Background: PR interval prolongation is associated with increased risk for atrial fibrillation (AF). Different biomarkers are used to predict AF incidence and its outcomes. The aim of this study was to investigate the association between echocardiographic parameters and blood biomarkers in PR interval groups and AF.
Methods: The LIFE-Adult-Study is a population-based cohort study of randomly selected participants from Leipzig, Germany. In this cross-sectional analysis, individuals ≥40 years with available echocardiographic (LA diameter, EF) and laboratory data (creatinine, Troponin, NT-proBNP) were included.

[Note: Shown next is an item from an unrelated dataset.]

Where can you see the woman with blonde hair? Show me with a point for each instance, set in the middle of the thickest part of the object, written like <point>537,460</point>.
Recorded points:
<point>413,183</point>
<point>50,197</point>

Results: The study population comprised 1.429 individuals (median age 56 (IQR 48-66) years, 40% males) with complete ECG, echocardiographic and laboratory data. There were 48 (3.4%) individuals with AF, 177 (12.4%) with short, 138 (9.7%) with prolonged and 1.066 (74.5%) with normal PR interval. Individuals with PR interval prolongation had larger LA diameter, higher Troponin and NT-proBNP levels than individuals with normal PR interval, but lower than AF group (p<0.001). In contrast, eGFR was significantly higher in the group with PR interval prolongation than in AF, but lower than in individuals with normal PR interval (p<0.001). In the multivariate analysis, PR interval prolongation and AF shared similar characteristics, the only parameter different between both groups was NT-proBNP.
Conclusions: Individuals with PR interval prolongation and AF showed similarities in echocardiographic parameters, renal function and blood biomarker levels. Longitudinal studies are necessary to prove whether the PR interval prolongation may be considered as preliminary stage for AF.